Many college parents are unprepared not only for the overwhelming cost of today’s college education, but the numerous additional expenses that significantly add to the total bill.
As a benchmark, provided below are the average college tuition and fees for the 2015-2016 school year (source):
4-year private school tuition expense: $32,410
4-year public school tuition expense: $9,410
Other College Expenses
When creating your college budget, don’t forget to add in other often overlooked college expenses in addition to the tuition expense (use this calculator if you need help). If you don’t budget accordingly for these items, you may underestimate the amount that you need to come up with in cash or borrow in student loans.

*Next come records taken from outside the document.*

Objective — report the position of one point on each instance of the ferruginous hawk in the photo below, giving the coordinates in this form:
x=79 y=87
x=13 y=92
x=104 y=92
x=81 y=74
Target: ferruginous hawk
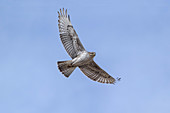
x=80 y=57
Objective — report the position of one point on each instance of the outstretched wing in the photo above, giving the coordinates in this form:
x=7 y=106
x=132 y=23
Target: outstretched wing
x=68 y=35
x=94 y=72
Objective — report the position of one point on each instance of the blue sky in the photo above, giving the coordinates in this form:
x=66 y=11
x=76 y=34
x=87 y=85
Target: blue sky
x=131 y=40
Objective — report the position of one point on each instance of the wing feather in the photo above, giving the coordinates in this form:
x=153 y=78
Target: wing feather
x=68 y=35
x=94 y=72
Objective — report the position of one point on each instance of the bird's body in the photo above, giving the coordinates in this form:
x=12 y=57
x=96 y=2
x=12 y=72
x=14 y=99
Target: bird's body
x=80 y=57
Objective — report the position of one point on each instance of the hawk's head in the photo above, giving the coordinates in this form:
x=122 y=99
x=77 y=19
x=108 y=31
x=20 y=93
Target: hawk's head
x=92 y=54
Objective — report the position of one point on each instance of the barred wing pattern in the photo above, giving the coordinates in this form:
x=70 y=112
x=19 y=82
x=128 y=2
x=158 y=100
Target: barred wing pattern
x=68 y=35
x=94 y=72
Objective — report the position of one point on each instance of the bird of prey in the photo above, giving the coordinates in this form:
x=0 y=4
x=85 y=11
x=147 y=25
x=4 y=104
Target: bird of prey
x=80 y=57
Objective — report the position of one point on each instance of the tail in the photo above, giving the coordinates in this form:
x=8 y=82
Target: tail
x=65 y=67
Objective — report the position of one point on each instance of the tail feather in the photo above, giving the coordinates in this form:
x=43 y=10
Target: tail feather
x=65 y=67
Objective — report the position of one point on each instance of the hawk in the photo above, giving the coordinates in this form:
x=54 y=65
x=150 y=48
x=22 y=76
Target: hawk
x=80 y=57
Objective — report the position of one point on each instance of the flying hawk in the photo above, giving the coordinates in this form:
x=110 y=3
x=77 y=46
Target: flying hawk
x=80 y=57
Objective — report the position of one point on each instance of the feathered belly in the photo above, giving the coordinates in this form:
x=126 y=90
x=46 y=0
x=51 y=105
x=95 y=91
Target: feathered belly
x=81 y=59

We’ve listed various college expenses below. If you want to learn more and get money-saving tips for each college expense, check out the links below.
- Housing – college dorms and college apartments are usually the largest expense next to tuition.
- College food
- College textbooks – College textbooks can be extremely expensive. There are other money saving options to the college bookstore.
- Student travel- Depending on where your student lives, don’t forget to budget in gas money, college parking and/or airline fares.
- Study abroad – Start looking at programs now if your student plans to study abroad.
- Supplies – Certain majors, like art or photography, will require expensive supplies.
- Lab fees
- Miscellaneous – Remember college kids play as hard as they work, so there will be expenses like movies and pizza. Don’t forget that once your kids are away from home, they will incur their own expenses like car maintenance and electricity bills, too.
Here is an example of an annual college budget for a college freshman attending a 4-year public school. This example assumes the student had to sign a one-year lease on an off-campus apartment, which is typical for off-campus housing.
Annual Expense Budget
|College parking pass||$150|
|College apartment||$6000 ($500/month)|
|Cable & Internet||$600 ($50/month)|
|Science lab fee||$75|
Pay for College
Once you determine your child’s big ticket college expenses, you’ll want to finalize all of the cash, savings and financial aid that your family will likely allocate to pay for college. Use our College Parent Checklist to make sure you have explored all of the financial aid options available to you. We’ve compiled a list of all of the different financial options available to pay for college below. Feel free to click on the links to explore each option in depth.
- 529 Savings
- Personal cash and savings
- College scholarships
- College grants
- Federal Stafford Loan
- Federal Parent PLUS Loan
- Private student loans
- Federal work-study program
- Student jobs
- Other – tuition payment plans, parent 401k loans
Using the budget of the example above, we’ve illustrated below how you might pay for college:
Paying For College: Freshman Year Example
|Tuition Expense||$6,000||Scholarship 1||$1,000|
|College fees||$500||Scholarship 2||$500|
|College parking pass||$150||Parent cash contribution||$1800 ($150/month)|
|Gas||$1200 ($100/month)||Student work-study income||$1200 ($100/month)|
|College apartment||$6000 ($500/month)||Federal Stafford Loan||$5500|
|Cable & Internet||$600 ($50/month)||Private Student Loan||$7,875|
|Science lab fee||$75|
It’s important to involve your child in the college budgeting process since they will need to learn to live within their means. This is an aspect of teaching financial independence, but it also ensures that your child understands and sticks with the plan while away at school.
Without much financial experience, college students may make financial mistakes, such as bouncing checks, overspending on credit cards, and using student loan funds inappropriately. As a parent, talk with your child about these issues before they go off to college. If you plan to give your student a credit card to pay for books and emergencies, it would be a good idea to ensure that the card has an appropriate limit.
Student Budgeting Tips
Some parents ask their child to pay for their “extracurricular activities” using federal work-study funds and/or part-time income. If your student knows that they are responsible for all movies, travel and trips to the mall, they will be more likely to use their money wisely. Making your student responsible for any line item of the budget also gives them a sense of involvement in your family’s finances. The more your child can learn about budgeting during his/her high school and college experience, the more successful he/she will be in the real world.